First, I like Jeff Daniels in the lead. You believe him as an established news anchor, because after a long career of flirting with, but never quite closing the deal with, major stardom, he's attained something he's never had--weight and gravity. (Actually, I think he started to attain it with "The Squid and the Whale.") Plus, he's funny as hell screaming "YouTube! YouTube!" (It almost makes sense in context.) I also like his little "Network"-y rant at the beginning, including the seemingly controversial line "Worst--Period--Generation--Period--Ever--Period," a line that has truly enraged some columnists and commentators over at the A.V. Club. Personally, I'm fine with the line because a) there's evidence that we're meant to see that line as curmudgeonly and out-of-touch, as Daniels' character is indeed curmudgeonly and out-of-touch at other points in the episode, and b) it doesn't rank on a generation so much as rank on people who put periods after every word in a sentence, and these people deserve to be mocked on every occasion possible. Moronic habit.
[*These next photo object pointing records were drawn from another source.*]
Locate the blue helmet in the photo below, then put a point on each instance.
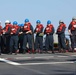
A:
(15, 23)
(22, 24)
(38, 21)
(26, 20)
(48, 22)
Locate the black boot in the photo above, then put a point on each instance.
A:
(24, 51)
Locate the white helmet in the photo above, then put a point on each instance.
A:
(61, 21)
(7, 21)
(74, 18)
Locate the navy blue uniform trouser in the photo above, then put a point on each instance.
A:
(13, 42)
(38, 42)
(61, 41)
(49, 42)
(27, 39)
(0, 44)
(73, 41)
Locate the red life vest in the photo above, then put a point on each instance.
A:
(14, 29)
(27, 27)
(48, 29)
(39, 27)
(61, 27)
(73, 25)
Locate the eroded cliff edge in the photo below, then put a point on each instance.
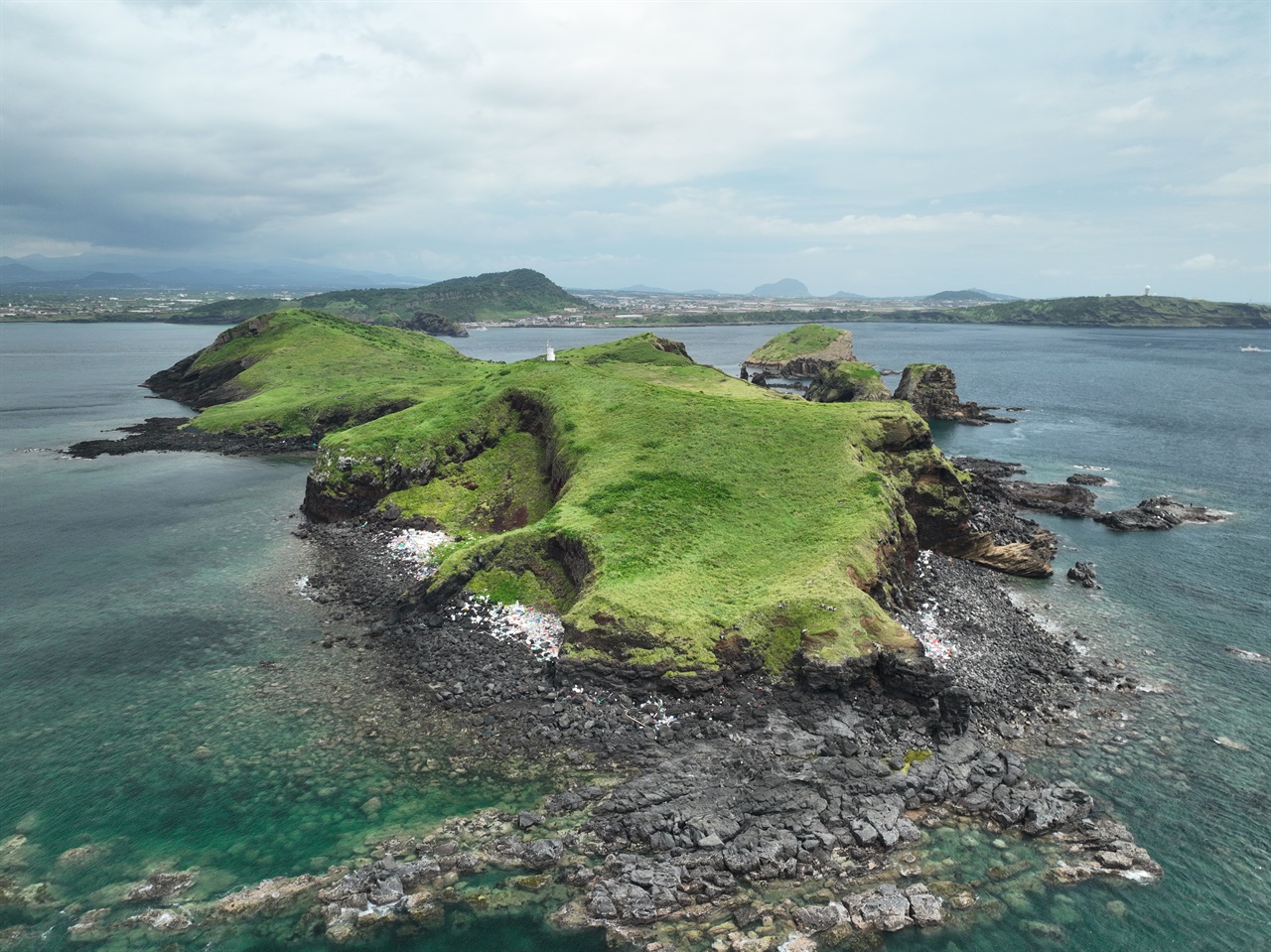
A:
(740, 576)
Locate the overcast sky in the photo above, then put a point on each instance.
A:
(1029, 149)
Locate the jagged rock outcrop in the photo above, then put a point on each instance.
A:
(1158, 512)
(931, 389)
(847, 381)
(802, 352)
(1067, 499)
(1083, 572)
(203, 386)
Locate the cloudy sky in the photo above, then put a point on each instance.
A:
(1030, 149)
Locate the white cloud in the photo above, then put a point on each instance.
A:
(1249, 181)
(1116, 114)
(1206, 262)
(703, 137)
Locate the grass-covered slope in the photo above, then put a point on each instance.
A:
(677, 519)
(686, 512)
(494, 296)
(848, 380)
(813, 340)
(296, 371)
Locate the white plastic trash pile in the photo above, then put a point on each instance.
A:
(538, 630)
(931, 635)
(416, 545)
(937, 640)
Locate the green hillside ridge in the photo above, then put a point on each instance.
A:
(848, 380)
(806, 340)
(1153, 311)
(675, 516)
(500, 295)
(303, 366)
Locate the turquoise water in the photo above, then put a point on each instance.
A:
(141, 595)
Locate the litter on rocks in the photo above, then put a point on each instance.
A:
(416, 545)
(540, 631)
I like Sam Waterston, too, but that's no surprise, since I've liked him dating all the way back to "Capricorn One" (go look that one up)--he's clearly having fun, and I'm having fun watching. And I like the points where the news-gathering and the let's-get-this-on-the-air atmosphere and the Sorkin-style dialogue get in synch (again, shades of "His Girl Friday").
There are some parts of the show I'm less on board with--the executive producer who has some sort of romantic past with Daniels seems to serve as a Collective Conscience, which is a little irritating, despite Emily Mortimer's best efforts. (Her character's name is also problematic--MacKenzie McHale. Seriously? "Shaft" writer Ernest Tidyman came up with a better character name by looking absently out a window at an air shaft. But I'm talking about MacKenzie McHale--then we can dig it.) And, unlike a lot of more vociferous commenters, I'm not absolutely sure I have an opinion about the newsroom gang getting information about Real Stories from History (in the case of the pilot, the BP Oil Spill). I could see that turning into Peabody's Improbable History after a few episodes ("This is my boy, Sherman. Speak, Sherman." "Hello, folks!" "Good boy."), but I'll probably give it another couple views to see how it pans out. And there's a cast of younger people who have made very little impression on me, except that guy from "Slumdog Millionaire," because I remember saying, "That's that guy from Slumdog Millionaire."
One other moment I liked--at one point, "Mac" (that is, MacKenzie McHale, who's a bad motherf----r) recites a couple of lines from the title song of "Man of La Mancha" to rouse Daniels' conscience regarding What News Shows Could Be, and then closes with appropriate gravitas, "That was Cervantes." And just as I was saying to the screen, "That's not Cervantes, that's Man of La Mancha," sure enough, Daniels says pretty much the same thing. Thus, Sorkin gives us a moment when we, in turn, can feel incredibly clever, which is pretty damn clever.